Another question regarding that: why does the first NMI take place on cycle 86972? Isn't it supposed to happen after cycle 27384? (
http://wiki.nesdev.com/w/index.php/PPU_power_up_state)
Usually, at least the first two frames' vblank have no /NMI because the CPU is still waiting for the PPU to stabilize before enabling NMI generation in $2000.
tepples wrote:
Usually, at least the first two frames' vblank have no /NMI because the CPU is still waiting for the PPU to stabilize before enabling NMI generation in $2000.
That solves my second question, thank you!
However, I still have no clue about the first. Let me clarify a little bit, since my explanation might be confusing:
The first NMI takes place on cycle 86972. This line
Code:
C7DC 8D 00 20 STA $2000 = 10 A:90 X:00 Y:00 P:A4 SP:FF PPU:208, 47 CYC:64980
occurs in the same frame this first NMI happens. This line toggles bit 7 of $2000 and no other instruction accesses this address until some cycles after NMI has been handled. However, AFAIK, for NMI to occur PPU has to be in VBLANK (bit 7 of $2002 toggled) and bit 7 of $2000 must be toggled during VBLANK (i.e. 0->1, but being 1 before VBLANK starts shouldn't trigger NMI, should it? [edge-sensitivity?]).

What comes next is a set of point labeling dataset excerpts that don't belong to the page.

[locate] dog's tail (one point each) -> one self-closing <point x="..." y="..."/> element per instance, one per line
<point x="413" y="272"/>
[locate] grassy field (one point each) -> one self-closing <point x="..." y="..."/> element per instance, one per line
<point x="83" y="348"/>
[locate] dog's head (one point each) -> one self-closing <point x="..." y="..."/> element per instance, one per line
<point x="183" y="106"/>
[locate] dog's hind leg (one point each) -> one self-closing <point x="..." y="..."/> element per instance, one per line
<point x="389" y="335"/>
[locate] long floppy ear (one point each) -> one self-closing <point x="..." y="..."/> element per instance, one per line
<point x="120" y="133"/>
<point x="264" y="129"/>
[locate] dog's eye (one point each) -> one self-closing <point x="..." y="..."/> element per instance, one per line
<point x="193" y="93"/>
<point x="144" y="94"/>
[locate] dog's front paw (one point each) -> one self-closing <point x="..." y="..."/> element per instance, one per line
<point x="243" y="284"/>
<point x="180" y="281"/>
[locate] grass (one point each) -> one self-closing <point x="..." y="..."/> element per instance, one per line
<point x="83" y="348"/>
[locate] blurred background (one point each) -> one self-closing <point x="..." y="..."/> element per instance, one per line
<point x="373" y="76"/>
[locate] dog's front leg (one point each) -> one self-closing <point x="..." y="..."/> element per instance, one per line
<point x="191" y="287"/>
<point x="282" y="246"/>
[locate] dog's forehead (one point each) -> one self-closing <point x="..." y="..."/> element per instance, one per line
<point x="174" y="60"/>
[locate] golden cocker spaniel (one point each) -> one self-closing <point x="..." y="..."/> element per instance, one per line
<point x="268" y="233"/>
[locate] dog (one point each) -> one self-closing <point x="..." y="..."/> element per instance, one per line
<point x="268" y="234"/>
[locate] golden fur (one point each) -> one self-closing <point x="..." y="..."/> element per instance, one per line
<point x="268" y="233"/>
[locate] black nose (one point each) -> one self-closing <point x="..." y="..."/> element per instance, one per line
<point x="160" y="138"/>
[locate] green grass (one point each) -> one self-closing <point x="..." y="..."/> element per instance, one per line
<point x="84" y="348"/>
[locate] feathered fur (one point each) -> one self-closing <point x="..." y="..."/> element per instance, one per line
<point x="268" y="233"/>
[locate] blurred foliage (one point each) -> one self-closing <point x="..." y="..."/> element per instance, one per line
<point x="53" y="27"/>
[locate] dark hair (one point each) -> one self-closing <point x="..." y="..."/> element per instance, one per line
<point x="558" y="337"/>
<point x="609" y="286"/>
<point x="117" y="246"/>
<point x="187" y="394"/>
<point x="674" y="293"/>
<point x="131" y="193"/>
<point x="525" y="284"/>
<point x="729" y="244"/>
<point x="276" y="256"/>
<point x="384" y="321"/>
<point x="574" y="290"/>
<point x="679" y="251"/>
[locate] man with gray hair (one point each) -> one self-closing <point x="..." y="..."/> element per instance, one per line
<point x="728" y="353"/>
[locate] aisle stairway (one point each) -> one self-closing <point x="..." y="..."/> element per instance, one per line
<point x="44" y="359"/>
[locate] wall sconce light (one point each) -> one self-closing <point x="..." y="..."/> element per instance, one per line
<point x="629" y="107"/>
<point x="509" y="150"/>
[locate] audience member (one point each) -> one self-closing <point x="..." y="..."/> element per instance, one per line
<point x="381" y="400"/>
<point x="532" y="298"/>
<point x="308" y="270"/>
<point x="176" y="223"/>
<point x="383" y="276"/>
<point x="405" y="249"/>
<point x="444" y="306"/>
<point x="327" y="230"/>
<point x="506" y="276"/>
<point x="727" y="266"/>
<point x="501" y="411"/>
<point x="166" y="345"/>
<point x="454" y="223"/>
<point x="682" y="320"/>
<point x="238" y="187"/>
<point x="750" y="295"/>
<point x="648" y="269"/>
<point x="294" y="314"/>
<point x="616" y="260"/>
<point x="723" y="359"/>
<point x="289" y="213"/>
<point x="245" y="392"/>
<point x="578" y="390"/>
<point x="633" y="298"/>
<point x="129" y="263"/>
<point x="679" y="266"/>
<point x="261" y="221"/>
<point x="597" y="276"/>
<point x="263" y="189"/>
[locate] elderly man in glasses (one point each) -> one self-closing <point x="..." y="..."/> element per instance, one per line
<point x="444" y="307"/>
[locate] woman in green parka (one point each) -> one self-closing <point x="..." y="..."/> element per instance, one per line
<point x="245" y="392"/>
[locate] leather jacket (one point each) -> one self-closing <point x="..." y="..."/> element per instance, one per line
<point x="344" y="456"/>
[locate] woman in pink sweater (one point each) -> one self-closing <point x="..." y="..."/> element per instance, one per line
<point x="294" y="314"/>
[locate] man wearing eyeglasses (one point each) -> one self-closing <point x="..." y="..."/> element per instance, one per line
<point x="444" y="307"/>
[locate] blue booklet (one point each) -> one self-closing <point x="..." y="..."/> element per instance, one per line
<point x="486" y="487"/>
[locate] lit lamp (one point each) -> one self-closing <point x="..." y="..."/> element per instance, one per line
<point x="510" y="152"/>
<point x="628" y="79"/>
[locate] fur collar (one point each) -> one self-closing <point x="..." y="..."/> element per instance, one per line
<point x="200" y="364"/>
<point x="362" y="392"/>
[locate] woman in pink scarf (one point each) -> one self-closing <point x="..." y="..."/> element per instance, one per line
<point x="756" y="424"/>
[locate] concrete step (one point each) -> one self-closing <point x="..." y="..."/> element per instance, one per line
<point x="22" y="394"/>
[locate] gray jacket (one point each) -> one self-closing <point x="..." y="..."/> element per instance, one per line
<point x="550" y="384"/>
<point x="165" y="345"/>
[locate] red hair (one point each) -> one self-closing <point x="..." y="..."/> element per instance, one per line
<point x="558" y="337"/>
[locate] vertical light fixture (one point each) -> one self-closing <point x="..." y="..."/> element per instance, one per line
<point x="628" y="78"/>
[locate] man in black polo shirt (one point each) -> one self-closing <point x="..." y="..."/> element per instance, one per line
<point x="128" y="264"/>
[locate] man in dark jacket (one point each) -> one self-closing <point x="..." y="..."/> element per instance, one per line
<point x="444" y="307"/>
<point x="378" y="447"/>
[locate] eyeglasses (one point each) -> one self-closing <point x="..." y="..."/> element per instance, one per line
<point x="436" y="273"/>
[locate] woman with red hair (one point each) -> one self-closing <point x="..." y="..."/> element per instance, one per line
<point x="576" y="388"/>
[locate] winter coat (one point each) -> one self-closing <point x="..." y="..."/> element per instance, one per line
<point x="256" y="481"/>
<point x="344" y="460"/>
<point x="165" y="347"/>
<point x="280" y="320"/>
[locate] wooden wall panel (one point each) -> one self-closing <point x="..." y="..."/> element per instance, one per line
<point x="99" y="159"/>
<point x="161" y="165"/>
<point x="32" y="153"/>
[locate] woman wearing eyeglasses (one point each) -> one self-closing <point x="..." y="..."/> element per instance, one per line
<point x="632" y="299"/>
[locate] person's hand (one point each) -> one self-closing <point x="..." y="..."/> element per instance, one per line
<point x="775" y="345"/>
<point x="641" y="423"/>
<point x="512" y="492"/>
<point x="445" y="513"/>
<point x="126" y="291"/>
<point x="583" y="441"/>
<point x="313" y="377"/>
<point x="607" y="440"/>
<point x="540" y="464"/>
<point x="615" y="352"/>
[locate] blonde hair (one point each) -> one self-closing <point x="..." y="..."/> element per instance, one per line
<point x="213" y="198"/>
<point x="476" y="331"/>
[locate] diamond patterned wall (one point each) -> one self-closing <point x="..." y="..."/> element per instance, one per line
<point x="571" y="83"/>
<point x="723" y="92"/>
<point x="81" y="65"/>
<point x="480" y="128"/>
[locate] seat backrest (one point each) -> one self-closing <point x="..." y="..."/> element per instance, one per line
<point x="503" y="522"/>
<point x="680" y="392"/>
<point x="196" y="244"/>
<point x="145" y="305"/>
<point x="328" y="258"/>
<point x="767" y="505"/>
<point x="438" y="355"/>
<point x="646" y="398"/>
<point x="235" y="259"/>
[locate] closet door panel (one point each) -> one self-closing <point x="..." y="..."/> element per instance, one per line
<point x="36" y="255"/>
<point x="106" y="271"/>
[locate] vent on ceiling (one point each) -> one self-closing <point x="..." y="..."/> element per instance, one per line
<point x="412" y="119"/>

So, my question is: Why is NMI, indeed, triggered, given what I exposed? Am I missing something?
HastatusXXI wrote:
for NMI to occur PPU has to be in VBLANK (bit 7 of $2002 toggled) and bit 7 of $2000 must be toggled during VBLANK (i.e. 0->1, but being 1 before VBLANK starts shouldn't trigger NMI, should it? [edge-sensitivity?]).
It
is edge-triggered, but it's triggered on (reg2000 bitAND reg2002 bitAND 128). As long as either is true, a rising edge in the other will cause an NMI
lidnariq wrote:
HastatusXXI wrote:
for NMI to occur PPU has to be in VBLANK (bit 7 of $2002 toggled) and bit 7 of $2000 must be toggled during VBLANK (i.e. 0->1, but being 1 before VBLANK starts shouldn't trigger NMI, should it? [edge-sensitivity?]).
It
is edge-triggered, but it's triggered on (reg2000 bitAND reg2002 bitAND 128). As long as either is true, a rising edge in the other will cause an NMI
That explains it. Thank you!
It occurs to me that the text on the wiki might have misled you. Any suggestions on things we might change to help with that?
lidnariq wrote:
It occurs to me that the text on the wiki might have misled you. Any suggestions on things we might change to help with that?
Sure. This page
http://wiki.nesdev.com/w/index.php/NMI (operation) is well suited to come up with an implementation for NMI, while this other
http://wiki.nesdev.com/w/index.php/CPU_interrupts explains the hardware behaviour (edge-sensitivity). However, it might seem unrelated at first for people who are novice like me. An effort to connect both pages should be made, in my opinion. Besides, this sentence "The PPU pulls /NMI low if and only if both NMI_occurred and NMI_output are true." in the section operation of the first page needs clarification. I'm unable to get what you explained to me from that.
Sorry for the delay. I'm unable to dedicate to this project all the time I'd like.